Geographic Information Systems (GIS) are widely used in both the management of spatial data as well as in the study and analysis of spatiotemporal processes. However, contemporary spatial data models are based on the principles of traditional two-dimensional cartography that simplify space to the horizontal Cartesian plane. This is partly due to the limitations in the way spatial phenomena are generally conceptualized and represented in GIS databases using the vector and raster geospatial data models. Over the last two decades, various methods of modeling the third dimension, incorporating the temporal component, and linking the field and object perspectives have been proposed but they have received little integration in GIS software applications. The main objective of this dissertation is to develop modeling approaches that can represent dynamic spatial phenomena in the four-dimensional (4D) space-time domain (three-dimensional space plus time) using a theoretical geospatial data model and the principles of complex systems and geographical automata theory. Using the theory of complex systems and the geo-atom concepts, this dissertation proposes and implements a voxel-based automata modelling approach for the study and analysis of 4D spatial dynamic phenomena.
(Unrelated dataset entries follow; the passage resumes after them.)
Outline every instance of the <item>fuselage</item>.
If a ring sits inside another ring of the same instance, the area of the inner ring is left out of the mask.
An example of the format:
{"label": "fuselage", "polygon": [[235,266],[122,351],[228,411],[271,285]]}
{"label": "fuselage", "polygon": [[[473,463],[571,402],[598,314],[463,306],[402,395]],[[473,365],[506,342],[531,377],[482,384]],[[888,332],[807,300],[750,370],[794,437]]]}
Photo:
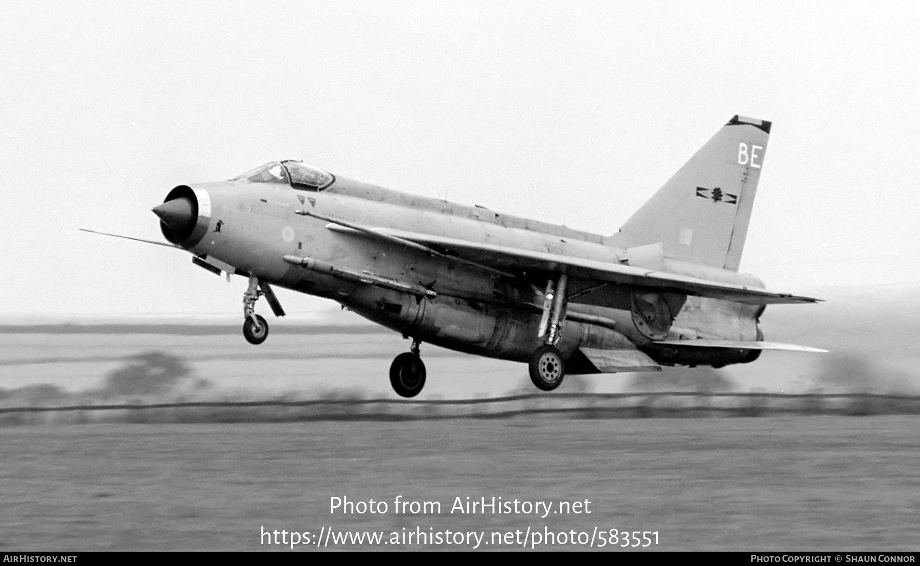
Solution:
{"label": "fuselage", "polygon": [[[178,192],[177,192],[178,191]],[[395,229],[600,262],[651,266],[728,283],[763,287],[756,278],[724,269],[671,261],[617,245],[604,236],[426,197],[409,195],[342,177],[322,189],[279,182],[235,180],[182,186],[193,195],[198,225],[182,242],[199,257],[218,260],[237,273],[279,287],[325,297],[406,336],[443,347],[526,361],[541,344],[537,327],[546,280],[498,273],[432,256],[358,233],[316,218],[310,210],[371,228]],[[171,193],[171,195],[173,194]],[[165,232],[166,233],[166,232]],[[170,238],[176,240],[173,235]],[[182,240],[182,238],[178,238]],[[285,255],[311,257],[354,272],[436,291],[433,299],[363,284],[293,266]],[[630,257],[632,255],[632,257]],[[641,350],[659,363],[725,365],[751,361],[748,350],[694,352],[661,347],[637,328],[625,286],[577,282],[569,288],[567,315],[557,345],[566,357],[579,347]],[[687,297],[668,330],[669,337],[757,340],[762,308],[729,300]],[[578,372],[577,364],[570,372]]]}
The data are structured using the geo-atom model, a theoretical geospatial data model that links the object and field perspectives of space and explicitly models the four dimensions of the space-time continuum. The results from implementing voxel-based automata indicate their usefulness in simulating dynamic processes, the management of geographic data, and the development of three-dimensional landscape indices and spatiotemporal queries. The significance of the study is that it provides a robust platform that demonstrates the potential of the voxel automata and geo-atom spatial data model to represent spatial dynamic phenomena in 4D.